Wilkie Collins' "The Dream Woman" is from his "The Queen of Hearts" which has many short stories that 3 brothers tell and this is Brother Morgan's short story. I had heard an old time radio version and found it similar but quite different. This is a supernatural story with many unanswered questions and non conclusive ending.
Story in short- A doctor tells about hearing about a man who is afraid of his dreams.
I didn't not read this edition but from a Delphi collection of his works.
I re-Read this August 24, 2022. I stand by the same review.
“I don’t think you will like this story, miss,” he began, addressing Jessie, “but I shall read it, nevertheless, with the greatest pleasure. It begins in a stable — it gropes its way through a dream — it keeps company with a hostler — and it stops without an end. What do you think of that?”
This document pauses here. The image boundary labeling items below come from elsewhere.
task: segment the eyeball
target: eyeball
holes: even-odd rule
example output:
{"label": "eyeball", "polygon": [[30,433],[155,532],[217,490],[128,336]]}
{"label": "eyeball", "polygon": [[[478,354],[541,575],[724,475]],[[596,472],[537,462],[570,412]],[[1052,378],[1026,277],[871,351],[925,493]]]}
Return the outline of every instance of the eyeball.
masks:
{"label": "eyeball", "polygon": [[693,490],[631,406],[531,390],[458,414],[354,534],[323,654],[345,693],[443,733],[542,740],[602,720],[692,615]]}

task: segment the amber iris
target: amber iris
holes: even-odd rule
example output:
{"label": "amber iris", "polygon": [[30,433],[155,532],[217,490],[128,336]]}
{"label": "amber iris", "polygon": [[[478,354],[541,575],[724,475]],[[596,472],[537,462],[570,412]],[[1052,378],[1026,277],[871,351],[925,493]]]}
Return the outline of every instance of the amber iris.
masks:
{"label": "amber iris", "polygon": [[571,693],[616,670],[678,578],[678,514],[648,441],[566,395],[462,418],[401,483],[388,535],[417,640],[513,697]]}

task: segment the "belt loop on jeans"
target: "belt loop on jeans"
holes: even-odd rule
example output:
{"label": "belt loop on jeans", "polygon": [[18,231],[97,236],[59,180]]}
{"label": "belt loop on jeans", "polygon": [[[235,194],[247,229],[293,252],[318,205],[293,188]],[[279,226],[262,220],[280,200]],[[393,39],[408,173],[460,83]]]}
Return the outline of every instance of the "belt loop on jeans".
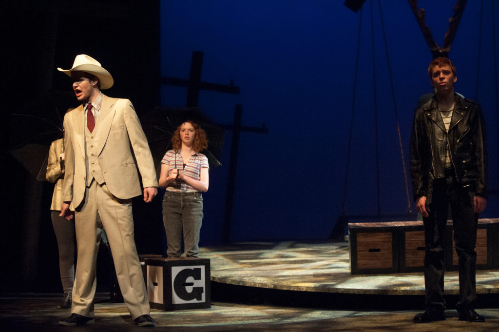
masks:
{"label": "belt loop on jeans", "polygon": [[446,167],[444,171],[446,176],[454,176],[456,175],[456,172],[454,167]]}

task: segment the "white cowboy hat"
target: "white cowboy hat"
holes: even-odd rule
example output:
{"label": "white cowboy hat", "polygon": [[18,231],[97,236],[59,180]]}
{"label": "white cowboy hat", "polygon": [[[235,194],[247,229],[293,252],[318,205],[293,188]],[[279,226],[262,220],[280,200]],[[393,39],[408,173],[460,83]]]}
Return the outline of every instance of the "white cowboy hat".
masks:
{"label": "white cowboy hat", "polygon": [[109,72],[102,68],[99,61],[86,54],[76,55],[76,57],[74,58],[73,67],[70,69],[65,70],[58,67],[57,70],[62,71],[70,77],[71,72],[73,71],[84,71],[95,75],[100,81],[101,90],[109,89],[114,83],[113,76],[111,76]]}

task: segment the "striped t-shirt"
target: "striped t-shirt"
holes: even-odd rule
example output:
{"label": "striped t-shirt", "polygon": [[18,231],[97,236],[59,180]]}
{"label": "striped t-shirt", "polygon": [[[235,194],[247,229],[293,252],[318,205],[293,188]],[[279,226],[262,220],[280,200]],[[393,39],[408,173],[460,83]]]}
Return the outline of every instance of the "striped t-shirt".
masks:
{"label": "striped t-shirt", "polygon": [[[440,109],[440,115],[442,116],[442,119],[444,121],[444,125],[445,126],[446,130],[448,132],[449,132],[449,128],[451,127],[451,121],[452,120],[452,113],[454,110],[454,104],[453,104],[450,108]],[[448,141],[447,144],[445,147],[445,167],[447,168],[452,167],[452,162],[451,158],[451,149],[449,147],[449,142]]]}
{"label": "striped t-shirt", "polygon": [[[172,170],[177,168],[183,170],[184,175],[196,180],[200,180],[202,168],[208,167],[209,169],[210,169],[208,158],[199,152],[194,153],[191,156],[189,161],[186,164],[185,167],[184,167],[184,160],[182,159],[182,155],[180,154],[180,151],[176,151],[174,150],[169,150],[165,154],[161,163],[169,165],[168,174],[170,174]],[[166,190],[178,193],[192,193],[199,191],[180,179],[171,182],[166,187]]]}

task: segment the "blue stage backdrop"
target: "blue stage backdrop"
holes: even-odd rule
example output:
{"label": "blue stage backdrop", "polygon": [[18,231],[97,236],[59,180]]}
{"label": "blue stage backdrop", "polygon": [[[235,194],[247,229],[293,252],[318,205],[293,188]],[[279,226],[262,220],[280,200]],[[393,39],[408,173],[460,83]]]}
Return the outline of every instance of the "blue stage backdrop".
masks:
{"label": "blue stage backdrop", "polygon": [[[345,183],[347,215],[376,215],[378,207],[383,215],[407,212],[395,114],[408,171],[413,111],[418,98],[431,91],[431,53],[407,1],[368,0],[357,13],[343,2],[161,2],[162,76],[188,78],[192,53],[201,51],[202,80],[232,81],[241,93],[202,91],[200,108],[218,123],[230,124],[240,104],[243,125],[268,128],[267,134],[241,135],[231,241],[328,238],[343,213]],[[441,46],[456,0],[418,2]],[[481,20],[481,1],[468,1],[449,57],[457,68],[456,91],[482,105],[490,187],[497,193],[493,15],[499,21],[499,5],[493,12],[491,0],[483,4]],[[185,88],[165,85],[161,93],[161,106],[185,105]],[[222,240],[231,138],[228,131],[223,166],[211,172],[204,195],[202,245]],[[488,203],[481,217],[497,217],[497,194]]]}

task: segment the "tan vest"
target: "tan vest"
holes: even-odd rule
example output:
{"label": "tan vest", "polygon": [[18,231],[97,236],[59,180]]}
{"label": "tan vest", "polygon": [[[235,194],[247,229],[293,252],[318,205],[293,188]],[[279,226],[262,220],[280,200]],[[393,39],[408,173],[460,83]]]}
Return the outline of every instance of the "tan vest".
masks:
{"label": "tan vest", "polygon": [[87,186],[90,186],[92,179],[95,179],[99,184],[102,184],[105,181],[102,175],[102,170],[99,164],[99,151],[98,142],[99,124],[97,123],[93,131],[90,133],[88,128],[85,128],[85,148],[86,150]]}

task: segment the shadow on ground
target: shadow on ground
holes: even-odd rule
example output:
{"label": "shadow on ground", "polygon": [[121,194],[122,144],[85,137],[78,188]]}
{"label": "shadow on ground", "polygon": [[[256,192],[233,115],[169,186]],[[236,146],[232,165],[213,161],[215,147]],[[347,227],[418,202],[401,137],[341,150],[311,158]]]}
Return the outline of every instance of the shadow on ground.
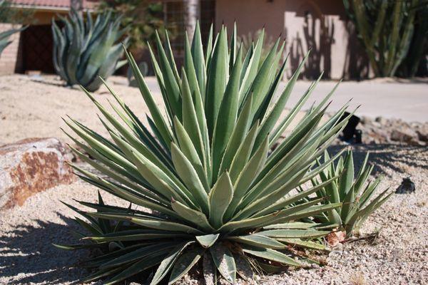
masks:
{"label": "shadow on ground", "polygon": [[64,251],[52,243],[76,242],[70,229],[76,223],[58,214],[66,224],[36,221],[37,225],[17,225],[0,237],[0,276],[10,277],[10,284],[74,283],[86,272],[71,268],[88,253]]}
“Well, then, you must wake up Isaac.” “Wake up Isaac!” I repeated; “that sounds rather odd. Do your hostlers go to bed in the daytime?” “This one does,” said the landlord, smiling to himself in rather a strange way. “And dreams too,” added the waiter; “I shan’t forget the turn it gave me the first time I heard him.”
"The landlord’s manner and the waiter’s manner expressed a great deal more than they either of them said. I began to suspect that I might be on the trace of something professionally interesting to me as a medical man, and I thought I should like to look at the hostler before the waiter awakened him. “Stop a minute,” I interposed; “I have rather a fancy for seeing this man before you wake him up. I’m a doctor; and if this queer sleeping and dreaming of his comes from anything wrong in his brain, I may be able to tell you what to do with him.” “I rather think you will find his complaint past all doctoring, sir,” said the landlord; “but, if you would like to see him, you’re welcome, I’m sure.”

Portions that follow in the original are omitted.